Comprenez-vous vous-même. Les meilleurs leaders sont capables de faire une pause lorsqu’ils deviennent émotifs. Au lieu de réagir immédiatement, demandez-vous: « qu’est-ce que je ressens exactement ? Pourquoi ? Quel est le besoin derrière cette émotion ? » Par exemple, un responsable moyen peut dire qu’il est irritable à l’égard d’un projet parce que la charge de travail est gênante, mais un excellent responsable prendra le temps de réfléchir à cette émotion. Il pourrait ainsi se rendre compte que son anxiété à propos du respect d’un délai est la cause fondamentale de son irritabilité.

Régulez vos émotions. Une fois que vous avez identifié vos sentiments, vous devez savoir comment les gérer. Ceci est aussi important que gérer vos pairs. Ce que vous considérez comme une mauvaise humeur momentanée peut gâcher la journée de quelqu’un. Les responsables réactifs et coléreux sont blessants, démoralisants et sont la principale raison pour laquelle les personnes quittent leur emploi. Les recherches montrent que les employés confrontés à un manager en colère sont moins disposés à travailler dur – surtout s’ils ne comprennent pas d’où vient la colère. Mais lorsque les managers contrôlent leurs mots et leur langage corporel pendant des situations tendues, les niveaux de stress signalés chutent de manière significative.

Abordez vos sentiments sans devenir émotionnellement envahissant. En général, nous ne sommes pas très doués lorsqu’il s’agit de cacher nos sentiments. Si vous êtes frustré ou contrarié, vos employés comprendront probablement votre mauvaise humeur et pourraient en déduire qu’ils en sont responsables. Dites à votre équipe : « je passe une mauvaise journée, mais ce n’est pas à cause de vous que je passe une mauvaise journée. La dernière chose que je veux, c’est que ma mauvaise journée affecte la vôtre ». Reconnaître vos sentiments vous aide à éviter de créer une anxiété inutile chez vos collègues.

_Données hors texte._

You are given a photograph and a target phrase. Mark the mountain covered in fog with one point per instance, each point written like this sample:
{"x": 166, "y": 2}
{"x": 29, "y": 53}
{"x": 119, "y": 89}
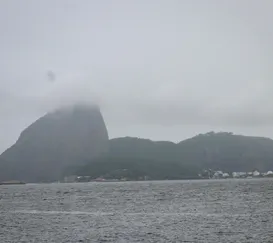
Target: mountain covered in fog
{"x": 57, "y": 140}
{"x": 74, "y": 140}
{"x": 167, "y": 160}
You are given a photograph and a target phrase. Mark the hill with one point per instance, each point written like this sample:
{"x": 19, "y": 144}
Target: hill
{"x": 59, "y": 139}
{"x": 135, "y": 157}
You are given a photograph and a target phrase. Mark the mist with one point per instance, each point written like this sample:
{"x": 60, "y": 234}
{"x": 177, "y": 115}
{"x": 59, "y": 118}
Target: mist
{"x": 161, "y": 70}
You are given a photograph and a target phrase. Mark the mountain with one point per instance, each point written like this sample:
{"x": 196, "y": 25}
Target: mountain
{"x": 54, "y": 142}
{"x": 167, "y": 160}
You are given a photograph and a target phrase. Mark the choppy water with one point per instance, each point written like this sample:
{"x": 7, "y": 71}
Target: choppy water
{"x": 167, "y": 211}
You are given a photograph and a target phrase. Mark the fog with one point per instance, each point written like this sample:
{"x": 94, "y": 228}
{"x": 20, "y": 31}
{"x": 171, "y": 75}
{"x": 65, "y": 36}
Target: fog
{"x": 164, "y": 70}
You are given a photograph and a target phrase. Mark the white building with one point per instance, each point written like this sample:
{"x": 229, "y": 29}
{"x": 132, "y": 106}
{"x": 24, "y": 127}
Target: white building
{"x": 256, "y": 173}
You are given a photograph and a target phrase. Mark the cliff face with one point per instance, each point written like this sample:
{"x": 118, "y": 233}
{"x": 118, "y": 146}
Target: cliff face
{"x": 66, "y": 137}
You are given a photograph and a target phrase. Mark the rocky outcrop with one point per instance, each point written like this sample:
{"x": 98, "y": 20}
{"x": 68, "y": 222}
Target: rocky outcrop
{"x": 61, "y": 139}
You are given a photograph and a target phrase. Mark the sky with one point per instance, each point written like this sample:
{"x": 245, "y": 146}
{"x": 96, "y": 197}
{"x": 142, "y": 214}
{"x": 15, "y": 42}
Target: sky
{"x": 158, "y": 69}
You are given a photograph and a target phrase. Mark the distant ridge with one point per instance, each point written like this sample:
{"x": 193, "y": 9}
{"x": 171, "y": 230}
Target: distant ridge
{"x": 62, "y": 138}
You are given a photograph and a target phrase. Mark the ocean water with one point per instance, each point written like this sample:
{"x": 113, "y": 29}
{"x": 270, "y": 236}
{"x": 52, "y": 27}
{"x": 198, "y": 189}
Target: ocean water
{"x": 159, "y": 211}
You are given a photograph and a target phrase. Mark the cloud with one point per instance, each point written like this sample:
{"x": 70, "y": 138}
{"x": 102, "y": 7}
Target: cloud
{"x": 167, "y": 64}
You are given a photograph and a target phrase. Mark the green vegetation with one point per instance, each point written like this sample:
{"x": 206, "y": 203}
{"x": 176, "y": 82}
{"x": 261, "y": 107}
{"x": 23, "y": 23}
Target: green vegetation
{"x": 134, "y": 158}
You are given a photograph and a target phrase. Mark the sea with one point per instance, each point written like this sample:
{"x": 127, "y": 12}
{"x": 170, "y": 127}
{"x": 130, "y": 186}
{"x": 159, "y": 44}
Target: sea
{"x": 238, "y": 210}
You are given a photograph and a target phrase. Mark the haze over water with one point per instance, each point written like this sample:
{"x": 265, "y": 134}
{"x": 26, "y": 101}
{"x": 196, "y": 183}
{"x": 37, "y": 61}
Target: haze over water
{"x": 165, "y": 211}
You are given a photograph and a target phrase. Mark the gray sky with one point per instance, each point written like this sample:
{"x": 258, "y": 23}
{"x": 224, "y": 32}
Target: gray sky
{"x": 159, "y": 69}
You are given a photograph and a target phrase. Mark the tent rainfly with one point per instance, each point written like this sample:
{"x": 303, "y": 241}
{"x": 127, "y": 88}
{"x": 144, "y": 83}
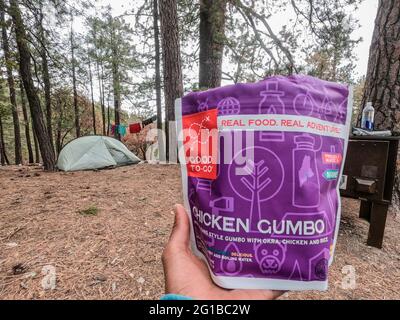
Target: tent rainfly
{"x": 94, "y": 152}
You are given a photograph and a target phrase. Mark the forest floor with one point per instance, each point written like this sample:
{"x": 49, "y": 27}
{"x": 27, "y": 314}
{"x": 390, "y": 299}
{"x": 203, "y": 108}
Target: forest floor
{"x": 102, "y": 234}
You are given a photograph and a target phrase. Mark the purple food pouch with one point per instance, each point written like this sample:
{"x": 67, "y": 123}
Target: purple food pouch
{"x": 261, "y": 165}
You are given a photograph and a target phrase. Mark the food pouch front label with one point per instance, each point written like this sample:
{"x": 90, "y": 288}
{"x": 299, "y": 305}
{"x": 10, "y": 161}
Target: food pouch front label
{"x": 261, "y": 164}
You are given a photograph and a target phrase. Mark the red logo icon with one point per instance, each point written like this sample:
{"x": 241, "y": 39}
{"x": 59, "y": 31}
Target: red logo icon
{"x": 201, "y": 142}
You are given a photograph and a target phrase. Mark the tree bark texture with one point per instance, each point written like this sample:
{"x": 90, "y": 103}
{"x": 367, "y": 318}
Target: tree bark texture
{"x": 46, "y": 149}
{"x": 46, "y": 77}
{"x": 11, "y": 85}
{"x": 173, "y": 87}
{"x": 212, "y": 38}
{"x": 76, "y": 106}
{"x": 26, "y": 122}
{"x": 382, "y": 85}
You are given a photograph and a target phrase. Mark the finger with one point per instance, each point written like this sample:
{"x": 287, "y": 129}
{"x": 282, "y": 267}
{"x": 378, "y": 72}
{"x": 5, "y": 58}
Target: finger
{"x": 180, "y": 232}
{"x": 254, "y": 294}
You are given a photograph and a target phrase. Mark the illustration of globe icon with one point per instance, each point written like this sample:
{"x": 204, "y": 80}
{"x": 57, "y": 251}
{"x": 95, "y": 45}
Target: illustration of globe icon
{"x": 228, "y": 106}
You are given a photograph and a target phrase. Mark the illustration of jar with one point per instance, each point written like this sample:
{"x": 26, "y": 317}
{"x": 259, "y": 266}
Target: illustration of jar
{"x": 271, "y": 103}
{"x": 306, "y": 187}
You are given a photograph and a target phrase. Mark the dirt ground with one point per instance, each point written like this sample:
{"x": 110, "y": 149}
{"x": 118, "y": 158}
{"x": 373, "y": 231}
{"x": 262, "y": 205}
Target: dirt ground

Montrez le chemin ! Lorsque vous abordez un projet difficile, indiquez comment vous allez partager vos émotions avec votre équipe et assurez-vous de le faire avec l’intention d’éviter les erreurs d’interprétation.

Le but est d’être réaliste mais optimiste. Dites à l’équipe ce dont vous avez besoin et demandez à votre équipe ce dont elle a besoin. Cela vous aidera à résoudre votre anxiété sans projeter des émotions négatives sur votre équipe.

Evitez de trop partager. Une bonne règle pour déterminer si vous êtes sur le point de trop partager est de vous demander : « comment je me sentirais si mon responsable me le disait ? » Si c’est quelque chose dont vous seriez reconnaissant d’entendre, vos collègues ressentiront probablement la même chose. Si cela vous semble dur à entendre, privilégiez la prudence. Soyez curieux de vos propres intentions. Partagez-vous de manière authentique ou essayez-vous de vous créer un lien avec les autres ? Parfois, nous partageons des expériences personnelles simplement pour nous sentir proches de quelqu’un d’autre. Mais souvent, cela n’est ni utile ni efficace.

Observez l’assemblée. Si vous pensez que les membres de votre équipe sont peut-être inquiets à propos du projet, vous pouvez en faire état pour les aider à se sentir moins isolés. Essayez toujours de combiner réalisme et optimisme et partagez-le lorsque vous sentez que cela sera utile aux autres.

L’équilibre entre partage et sur-partage n’est pas facile à obtenir. En tant que leader, votre travail consiste à comprendre le rôle déterminant que jouent vos émotions et à les exploiter de manière à aider votre équipe à réussir.